また、ポートフォリオは自分が普段制作しているデザインと一緒で「読み手」というターゲットがいます。つまり、ポートフォリオ自体もあなたの作品であるということです。このことを意識することで、「どんなポートフォリオなら相手に自分の良さが伝わるか」がはっきりと分かるはずです。あなたのこれからの活躍を応援しています!
はたらくビビビット編集部より
「温かみを大切にしたい!」というキャッチコピーが印象的な大佛さんのポートフォリオ。それを裏付けるように、“人とのつながり”や“ぬくもり”を想起させるテーマの作品が多く掲載されています。ポートフォリオ冒頭で「自分はこんな人物である」と定義づけることで、後ろの作品を見るときも「根本にあの考え方があるから、このような作品なのかな」と予想できます。

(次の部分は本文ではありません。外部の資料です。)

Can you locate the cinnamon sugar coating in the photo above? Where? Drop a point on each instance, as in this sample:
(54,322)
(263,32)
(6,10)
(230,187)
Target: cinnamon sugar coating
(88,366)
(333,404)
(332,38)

また、いろんな人にアドバイスをもらいながら制作を進めた大佛さんは、応募する職種向けに見せ方を調整しています。最終アウトプットだけでなくスケジュールやリサーチの仕方、どのように着想を得てイメージを膨らませたかなどをスケッチを載せて説明。細部のポイントとなりますが、作品カテゴリ別に色分けしているのも見やすく、今どのページを見ているのか把握しやすいです。
読み手に負担なく、大佛さんのスキルと人柄がよくわかるポートフォリオでした。大佛さん、ありがとうございました!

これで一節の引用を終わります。